In Europe, the European Commission approved once-daily Ultibro Breezhaler (indacaterol 85mcg/glycopyrronium 43mcg, also known as QVA149) as a maintenance bronchodilator treatment to relieve symptoms in adult patients with the condition, which is estimated to affect around 10% of its population.
The Japanese Ministry of Health, Labour and Welfare gave the thumbs up for once-daily Ultibro Inhalation Capsules (glycopyrronium 50mcg/indacaterol 110mcg), delivered through the Breezhaler device, for relief of various symptoms due to airway obstruction in COPD, which affects 5.3 million in the country alone.
According to Novartis, dual bronchodilation with Ultibro Breezhaler "is expected to set a new standard of care in COPD", by combining the efficacy benefits and safety profiles of two of its established treatments - the LABA, Onbrez Breezhaler (indacaterol) and the LAMA Seebri Breezhaler (glycopyrronium bromide).

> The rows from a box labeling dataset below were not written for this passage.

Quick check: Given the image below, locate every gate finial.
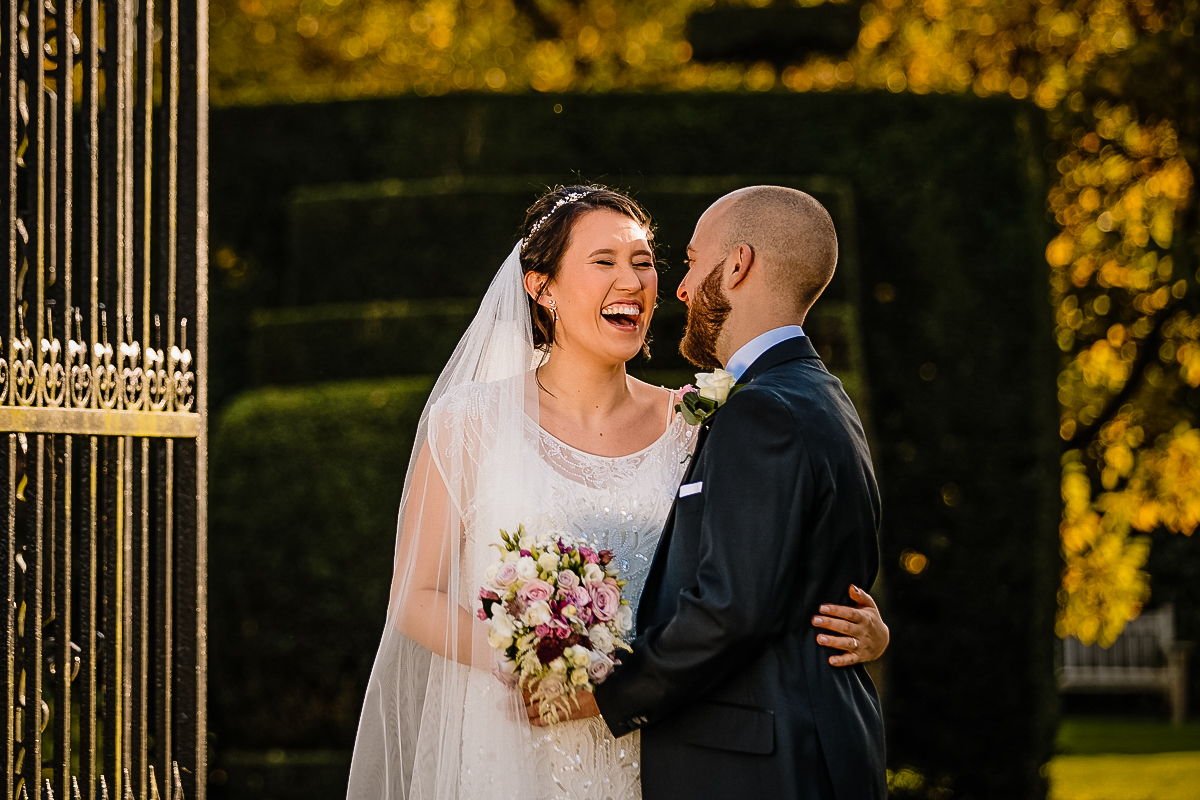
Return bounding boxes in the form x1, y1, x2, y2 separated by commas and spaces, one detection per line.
170, 762, 184, 800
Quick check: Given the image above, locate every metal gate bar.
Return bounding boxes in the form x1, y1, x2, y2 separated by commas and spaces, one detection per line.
0, 0, 208, 800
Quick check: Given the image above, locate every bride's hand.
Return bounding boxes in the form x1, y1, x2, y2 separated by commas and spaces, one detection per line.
523, 691, 600, 728
812, 585, 890, 667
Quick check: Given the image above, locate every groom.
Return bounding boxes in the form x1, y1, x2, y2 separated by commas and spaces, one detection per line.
530, 186, 887, 800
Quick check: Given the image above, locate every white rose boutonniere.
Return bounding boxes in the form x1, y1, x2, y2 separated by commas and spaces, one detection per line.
676, 369, 737, 425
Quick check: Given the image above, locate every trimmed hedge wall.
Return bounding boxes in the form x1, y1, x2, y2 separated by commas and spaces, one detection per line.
209, 378, 433, 748
211, 94, 1060, 800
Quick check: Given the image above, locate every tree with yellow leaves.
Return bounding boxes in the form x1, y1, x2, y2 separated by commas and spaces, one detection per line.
211, 0, 1200, 644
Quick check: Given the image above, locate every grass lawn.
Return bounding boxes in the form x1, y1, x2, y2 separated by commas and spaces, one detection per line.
1049, 717, 1200, 800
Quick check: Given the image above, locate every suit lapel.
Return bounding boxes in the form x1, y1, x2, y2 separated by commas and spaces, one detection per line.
637, 419, 713, 631
637, 336, 820, 632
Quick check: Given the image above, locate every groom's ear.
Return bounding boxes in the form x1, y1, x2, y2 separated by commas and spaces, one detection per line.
727, 243, 755, 289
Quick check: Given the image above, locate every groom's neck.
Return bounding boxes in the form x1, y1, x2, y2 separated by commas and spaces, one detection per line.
716, 306, 805, 367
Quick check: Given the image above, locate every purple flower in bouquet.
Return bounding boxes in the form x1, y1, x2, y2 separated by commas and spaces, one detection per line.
496, 561, 517, 589
534, 636, 568, 664
589, 583, 620, 622
571, 587, 592, 608
538, 671, 566, 698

Approval in both regions comes on the back of data from the Phase III clinical trial program IGNITE, which showed that Ultibro Breezhaler significantly improved lung function versus several current standard treatments, and "significant symptomatic improvements" versus placebo in breathlessness, exercise tolerance, rescue medication use and health-related quality of life, the Swiss drug giant said.
The approval of the product in the European Union triggers a $10 million milestone to the UK's Vectura, which licensed rights to glycopyrronium bromide to Novartis in 2005.